Some elements of the probable impact of the proposed regulations on anesthesiologists are quickly apparent:

  1. “The changes have the potential to upend the way medicine is practiced today, accelerating the move toward hospital employment and making the small group practice a thing of the past. At the very least, the rule, once finalized, will inspire closer collaboration between doctors and hospitals, since physicians will have more incentives than ever to steer patients away from high-cost medical centers.” (Kutscher B. Physicians Face Stark Choices under New Medicare Pay Proposal. Modern Healthcare, May 2, 2016.) CMS estimates that nearly 70 percent of groups with two to nine eligible clinicians would face an adjustment penalty in 2019; the figure rises to 87 percent for solo practitioners and drops only to 59.4 percent for groups of 10-24 clinicians. “The rule makes it clear that physicians will increasingly be the ones held accountable for keeping hospital expenditures in check.” That burden requires a sizable practice.
  2. Many private payer contracts contain language that defines payment rates as percentages of Medicare. Many such contracts do not have sufficient flexibility in them to accommodate MIPS-based Medicare payment. Accordingly, it would make sense to review private payer contracts to determine their compatibility with MACRA and any necessary modifications.
  3. CMS is enthusiastic about qualified clinical data registries (QCDRs) and foresees that they will play an increasingly important role as MACRA implementation proceeds. CMS stated in the preamble to the proposed rule (p. 87):

To encourage the use of QCDRs, we have created opportunities for QCDRs to report new and innovative quality measures. In addition, several CPIAs emphasize QCDR participation. Finally, we allow for QCDRs to report data on all MIPS performance categories that require data submission and hope this will become a viable option for MIPS eligible clinicians. We believe these flexible options will allow MIPS eligible clinicians to more easily meet the submission criteria for MIPS, which in turn will positively affect their [composite performance score].
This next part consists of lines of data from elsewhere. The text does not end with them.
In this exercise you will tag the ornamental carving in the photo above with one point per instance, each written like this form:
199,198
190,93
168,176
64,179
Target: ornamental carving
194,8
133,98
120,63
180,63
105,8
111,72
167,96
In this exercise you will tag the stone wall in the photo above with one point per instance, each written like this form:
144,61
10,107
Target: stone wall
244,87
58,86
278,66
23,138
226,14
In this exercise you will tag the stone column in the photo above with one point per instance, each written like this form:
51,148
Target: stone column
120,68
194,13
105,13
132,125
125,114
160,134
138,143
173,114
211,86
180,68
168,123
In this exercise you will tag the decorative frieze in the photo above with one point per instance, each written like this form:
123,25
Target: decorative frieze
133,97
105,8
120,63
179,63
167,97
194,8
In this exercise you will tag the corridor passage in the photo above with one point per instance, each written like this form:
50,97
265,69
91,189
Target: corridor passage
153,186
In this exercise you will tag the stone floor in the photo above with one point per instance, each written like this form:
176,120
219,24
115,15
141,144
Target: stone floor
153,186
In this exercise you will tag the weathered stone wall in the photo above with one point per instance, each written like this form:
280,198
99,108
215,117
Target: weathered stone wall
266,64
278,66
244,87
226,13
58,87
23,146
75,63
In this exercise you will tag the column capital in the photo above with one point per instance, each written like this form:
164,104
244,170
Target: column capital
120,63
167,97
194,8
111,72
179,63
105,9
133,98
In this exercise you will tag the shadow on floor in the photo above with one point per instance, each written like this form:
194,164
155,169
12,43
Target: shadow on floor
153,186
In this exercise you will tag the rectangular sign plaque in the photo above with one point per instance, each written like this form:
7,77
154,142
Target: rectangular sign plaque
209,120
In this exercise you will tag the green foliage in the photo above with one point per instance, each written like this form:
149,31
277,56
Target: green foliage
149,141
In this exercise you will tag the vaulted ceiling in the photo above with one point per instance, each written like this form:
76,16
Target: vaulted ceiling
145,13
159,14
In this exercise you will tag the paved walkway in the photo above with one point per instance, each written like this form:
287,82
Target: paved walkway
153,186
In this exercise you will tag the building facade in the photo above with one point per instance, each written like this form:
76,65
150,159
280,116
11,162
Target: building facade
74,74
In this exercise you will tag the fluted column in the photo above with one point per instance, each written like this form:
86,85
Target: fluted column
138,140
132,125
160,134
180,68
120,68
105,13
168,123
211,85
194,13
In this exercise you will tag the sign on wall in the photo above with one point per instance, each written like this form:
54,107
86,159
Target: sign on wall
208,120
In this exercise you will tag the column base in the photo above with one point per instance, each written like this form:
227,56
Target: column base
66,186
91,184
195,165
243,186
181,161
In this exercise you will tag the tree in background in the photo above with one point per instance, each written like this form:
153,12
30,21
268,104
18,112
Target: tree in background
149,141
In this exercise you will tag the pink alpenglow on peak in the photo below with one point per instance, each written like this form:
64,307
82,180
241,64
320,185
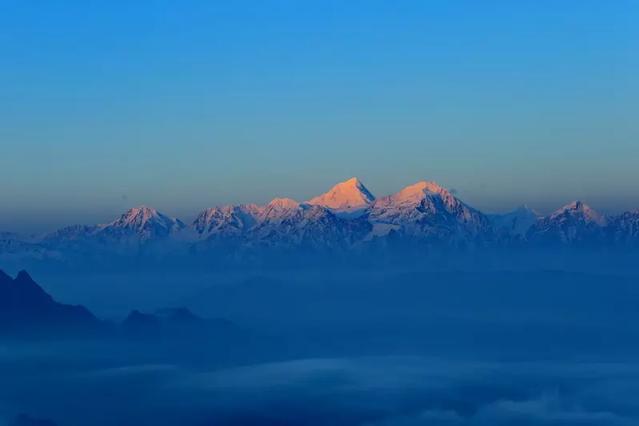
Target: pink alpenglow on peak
416,192
346,196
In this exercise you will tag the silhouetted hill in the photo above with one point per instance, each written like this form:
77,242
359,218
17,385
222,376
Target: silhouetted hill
26,420
25,306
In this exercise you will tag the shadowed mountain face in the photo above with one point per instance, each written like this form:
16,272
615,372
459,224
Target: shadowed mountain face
26,420
24,305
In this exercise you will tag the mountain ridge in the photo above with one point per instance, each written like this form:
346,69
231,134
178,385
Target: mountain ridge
424,211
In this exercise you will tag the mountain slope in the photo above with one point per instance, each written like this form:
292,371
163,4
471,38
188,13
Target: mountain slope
25,305
427,211
574,224
345,197
516,222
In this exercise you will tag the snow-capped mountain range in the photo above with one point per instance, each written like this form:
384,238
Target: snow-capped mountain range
347,216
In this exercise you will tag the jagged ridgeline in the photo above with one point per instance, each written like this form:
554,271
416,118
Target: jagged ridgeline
422,219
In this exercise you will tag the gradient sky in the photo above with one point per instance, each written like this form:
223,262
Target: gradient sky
185,105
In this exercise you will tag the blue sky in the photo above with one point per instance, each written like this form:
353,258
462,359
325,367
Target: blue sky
186,105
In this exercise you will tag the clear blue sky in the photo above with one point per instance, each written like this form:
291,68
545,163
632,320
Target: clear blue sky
185,105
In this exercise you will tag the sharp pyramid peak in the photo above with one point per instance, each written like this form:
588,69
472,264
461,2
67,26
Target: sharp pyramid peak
350,194
578,207
283,203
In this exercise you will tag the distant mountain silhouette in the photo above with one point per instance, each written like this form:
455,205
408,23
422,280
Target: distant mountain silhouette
24,306
172,322
26,420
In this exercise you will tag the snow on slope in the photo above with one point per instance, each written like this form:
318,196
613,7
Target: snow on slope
573,223
345,197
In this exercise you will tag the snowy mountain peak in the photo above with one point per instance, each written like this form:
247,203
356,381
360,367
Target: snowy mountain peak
283,204
146,220
345,196
416,192
580,209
We conclude with a reminder that we are dealing with a proposed rule—the first of many regulations that will operationalize MACRA over the coming years. Nothing is final yet, and there are sure to be many thoughtful and important comments from the public, including organizations such as the ASA, the AMA and MGMA. CMS itself characterized the proposal as a “first step.” We will work to help you understand all the changes in forthcoming e-alerts.